Lots of men and women do this, and have done this, for millenia. Who am I to whine and whinge? Seriously.
I have learned that I can't do this alone. I have learned to ask for help. A lot. At least by my standards. I have learned that my family is more supportive that I ever would have guessed had I not needed them so much these last months.
I have learned that kids grieve on their own schedules, in their own ways, in ways that we may not recognize as grieving. I am learning to worry less, to be more forgiving of them and myself.
I have learned that rejection from some people is a blessing. I have become very, very private. I have given up being the "fixer" for the world, making things okay for the people around me. I can't. They'll have to sort out things for themselves. That doesn't make me a terrible person, or a "bottom feeder" as one person put it.

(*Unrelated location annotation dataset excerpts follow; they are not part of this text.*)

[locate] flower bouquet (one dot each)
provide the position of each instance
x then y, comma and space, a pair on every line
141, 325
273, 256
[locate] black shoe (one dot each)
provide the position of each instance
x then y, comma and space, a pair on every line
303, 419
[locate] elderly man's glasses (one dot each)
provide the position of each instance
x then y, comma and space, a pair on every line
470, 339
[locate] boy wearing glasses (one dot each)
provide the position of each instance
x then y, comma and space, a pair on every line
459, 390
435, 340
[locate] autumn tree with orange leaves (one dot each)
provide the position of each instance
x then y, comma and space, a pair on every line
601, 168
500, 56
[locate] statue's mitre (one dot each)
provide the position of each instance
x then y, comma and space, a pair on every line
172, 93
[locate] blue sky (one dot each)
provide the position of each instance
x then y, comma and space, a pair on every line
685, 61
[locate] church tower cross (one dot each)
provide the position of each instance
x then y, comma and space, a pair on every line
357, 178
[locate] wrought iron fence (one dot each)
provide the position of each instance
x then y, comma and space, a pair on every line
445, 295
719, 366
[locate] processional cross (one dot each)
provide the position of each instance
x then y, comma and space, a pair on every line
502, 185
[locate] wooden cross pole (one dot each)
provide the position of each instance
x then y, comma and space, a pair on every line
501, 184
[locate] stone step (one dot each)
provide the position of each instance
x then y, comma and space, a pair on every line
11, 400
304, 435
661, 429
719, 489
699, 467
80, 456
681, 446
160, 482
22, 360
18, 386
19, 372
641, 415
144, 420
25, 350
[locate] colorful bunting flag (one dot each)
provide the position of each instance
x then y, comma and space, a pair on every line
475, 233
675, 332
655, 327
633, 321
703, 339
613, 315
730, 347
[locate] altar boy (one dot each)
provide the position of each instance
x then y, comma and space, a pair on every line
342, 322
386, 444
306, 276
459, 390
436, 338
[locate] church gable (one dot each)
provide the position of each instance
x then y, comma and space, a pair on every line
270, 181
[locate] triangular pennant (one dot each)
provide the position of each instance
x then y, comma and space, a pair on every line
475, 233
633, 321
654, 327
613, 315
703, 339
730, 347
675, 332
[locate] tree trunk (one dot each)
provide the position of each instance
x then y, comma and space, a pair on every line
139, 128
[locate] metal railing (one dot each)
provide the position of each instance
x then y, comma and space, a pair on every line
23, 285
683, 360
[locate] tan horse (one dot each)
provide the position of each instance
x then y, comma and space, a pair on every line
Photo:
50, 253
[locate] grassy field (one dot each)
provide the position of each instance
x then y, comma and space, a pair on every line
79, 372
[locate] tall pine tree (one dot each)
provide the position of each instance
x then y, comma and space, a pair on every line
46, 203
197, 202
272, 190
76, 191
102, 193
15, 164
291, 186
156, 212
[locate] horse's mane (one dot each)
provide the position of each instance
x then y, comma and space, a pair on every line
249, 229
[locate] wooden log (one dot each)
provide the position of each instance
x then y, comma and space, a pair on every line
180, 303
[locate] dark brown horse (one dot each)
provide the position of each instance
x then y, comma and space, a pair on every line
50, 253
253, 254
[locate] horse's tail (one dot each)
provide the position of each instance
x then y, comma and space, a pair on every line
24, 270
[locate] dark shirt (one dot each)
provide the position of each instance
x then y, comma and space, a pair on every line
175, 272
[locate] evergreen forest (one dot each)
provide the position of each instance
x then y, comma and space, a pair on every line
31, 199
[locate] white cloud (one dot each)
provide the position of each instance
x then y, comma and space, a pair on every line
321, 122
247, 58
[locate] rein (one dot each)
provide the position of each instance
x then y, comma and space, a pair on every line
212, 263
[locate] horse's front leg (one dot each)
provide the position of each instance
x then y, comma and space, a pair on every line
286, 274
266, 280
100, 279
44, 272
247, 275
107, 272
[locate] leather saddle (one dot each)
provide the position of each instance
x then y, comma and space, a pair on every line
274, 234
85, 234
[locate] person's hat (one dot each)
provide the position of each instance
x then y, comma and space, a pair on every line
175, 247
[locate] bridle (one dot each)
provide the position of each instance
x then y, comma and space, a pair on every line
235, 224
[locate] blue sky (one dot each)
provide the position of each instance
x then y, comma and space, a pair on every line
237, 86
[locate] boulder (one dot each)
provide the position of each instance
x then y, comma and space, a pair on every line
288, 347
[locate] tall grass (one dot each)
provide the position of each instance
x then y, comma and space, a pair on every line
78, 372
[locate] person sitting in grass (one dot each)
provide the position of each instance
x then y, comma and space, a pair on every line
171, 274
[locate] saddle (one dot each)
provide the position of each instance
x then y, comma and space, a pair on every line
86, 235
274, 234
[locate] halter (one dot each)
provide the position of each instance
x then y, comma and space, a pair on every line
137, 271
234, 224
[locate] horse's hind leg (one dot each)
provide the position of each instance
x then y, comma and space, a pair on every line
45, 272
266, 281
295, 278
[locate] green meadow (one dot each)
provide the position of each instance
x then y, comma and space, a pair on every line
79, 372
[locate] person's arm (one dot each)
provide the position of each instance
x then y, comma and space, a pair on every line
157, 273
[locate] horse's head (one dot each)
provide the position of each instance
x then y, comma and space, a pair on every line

A few months ago I asked my brother to drive me out to Pedernales Falls state park, so I could walk in solitude along the trails and find a private place to cry and fall apart, where I could feel the love and support of the planet holding me. Many things came to me, sitting on a rock in the sunshine listening to the wind whip the cedar and juniper around me. I felt overwhelmed by everything ahead. So, so much to do, and then the stress of being the sole parent for my children - their sole emotional anchor, financial provider, guidance counselor, guide to life and the world and adulthood and the way to their own individual paths.
A thought entered my mind as I finally rose to leave:
"There is nothing to do but love everyone."
I hold onto this when the overwhelmed feeling comes back. Which it does, in cycles. But I have also learned that it runs itself out and I'm back to feeling my old intrepid self again.
There is nothing to do but love everyone.